Mao took the tea and began sipping on it. Though chamomile was supposed to make anyone drowsy, she showed no signs of tiring out.

the chamomile wouldn't have an instantaneous affect though, would it?

Kita sneered, "Why are you so happy? You're staying in a psychopath's house."

Some of the dialogue tags also seem to fit a bit oddly. Sneering sounds like a mean term so to me it felt weird to have here.

"Why don't you move out?" Kita suggested. "I know you had trouble when we just moved here, but surely, things must've changed since then."

She should totally move in with Kita!

"Here I am, twenty years old and living like I am. You have this nice home, Stud, and nice- er, decent clothes. You got all of this at the age of seventeen. How did you do it? I remember that we got you away from the 'lowlife we will not mention,' then there was the situation in the city, but how did you get as far as here? It seems like it just wasn't, then it was. I never wanted to ask, because I was afraid of stirring up bad memories."

This is good to give us a bit more context with their friendship. I'd kind of gotten the impression they were originally childhood friends but I guess the friendship is more recent if Mao doesn't really know that much about her past? --- I'm amending this as I've just finished the next section and realised that they have indeed known each other much longer so I guess the dynamic is actually a bit different? I'm not sure it doesn't work, I think maybe it's just a bit unclear. Given that there's two/three years between them too, it's interesting that they became so close - is it more like a sibling relationship?

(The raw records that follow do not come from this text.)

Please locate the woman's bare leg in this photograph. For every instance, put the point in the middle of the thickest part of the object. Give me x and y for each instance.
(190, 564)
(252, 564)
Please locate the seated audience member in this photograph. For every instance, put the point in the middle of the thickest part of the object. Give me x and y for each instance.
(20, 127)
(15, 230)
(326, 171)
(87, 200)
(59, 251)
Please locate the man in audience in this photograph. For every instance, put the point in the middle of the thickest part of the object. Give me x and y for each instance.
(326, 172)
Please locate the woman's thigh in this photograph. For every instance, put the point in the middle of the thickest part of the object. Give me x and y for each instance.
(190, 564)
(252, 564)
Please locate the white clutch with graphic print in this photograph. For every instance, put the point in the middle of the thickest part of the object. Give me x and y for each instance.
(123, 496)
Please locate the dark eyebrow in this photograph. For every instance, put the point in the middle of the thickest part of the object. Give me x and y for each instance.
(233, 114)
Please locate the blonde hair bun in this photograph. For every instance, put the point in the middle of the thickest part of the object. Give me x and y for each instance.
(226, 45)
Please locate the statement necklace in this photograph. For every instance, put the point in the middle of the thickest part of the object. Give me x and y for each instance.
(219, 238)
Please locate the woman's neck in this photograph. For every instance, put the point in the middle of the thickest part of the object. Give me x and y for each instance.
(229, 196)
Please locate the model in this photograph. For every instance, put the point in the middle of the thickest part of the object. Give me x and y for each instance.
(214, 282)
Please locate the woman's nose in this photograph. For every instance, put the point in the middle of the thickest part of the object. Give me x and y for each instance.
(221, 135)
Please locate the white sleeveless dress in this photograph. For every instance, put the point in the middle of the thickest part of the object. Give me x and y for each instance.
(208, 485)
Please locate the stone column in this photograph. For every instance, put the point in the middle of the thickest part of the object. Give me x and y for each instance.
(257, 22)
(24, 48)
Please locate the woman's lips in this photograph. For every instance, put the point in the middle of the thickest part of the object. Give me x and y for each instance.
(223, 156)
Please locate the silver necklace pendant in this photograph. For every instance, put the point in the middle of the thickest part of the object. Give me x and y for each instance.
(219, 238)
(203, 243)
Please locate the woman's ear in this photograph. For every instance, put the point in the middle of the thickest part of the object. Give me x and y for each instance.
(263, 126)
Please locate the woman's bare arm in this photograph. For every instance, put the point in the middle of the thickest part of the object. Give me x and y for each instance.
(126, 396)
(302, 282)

I think the dynamic between the two of them is my main comment for the chapter. They seem close, but there's this whole quite major thing that Mao wasn't aware of. Kita doesn't seem to averse to disclosing it, so why was it never mentioned before?

Good character/setting building in general though - and a look into Kita's past helps qualify what's happened to her character. Looking forward to the next part!


RavenAkuma says...

Ah, I think you've made it clear that I need to clarify a few things about Mao/Yuna/Kita's relationship. Not that I'm complaining, I'm very grateful that you brought it to my attention ~

To clarify, so there hopefully won't be any more confusion in future chapters, Mao, Yuna, and Kita have been friends for a very long time. Kita just has a tendency to hide things, a result of being known as "the freak" for so long. Then, as her sickness gets worse, she's withdrawn even more (as mental health problems tend to cause).

Thank you very much for this helpful advice! :)

IcyFlame says...

this makes sense, thanks for clarifying! I think it just didn't naturally fit for me with them seemingly so close since childhood

A jury consists of twelve people who determine which client has the better lawyer.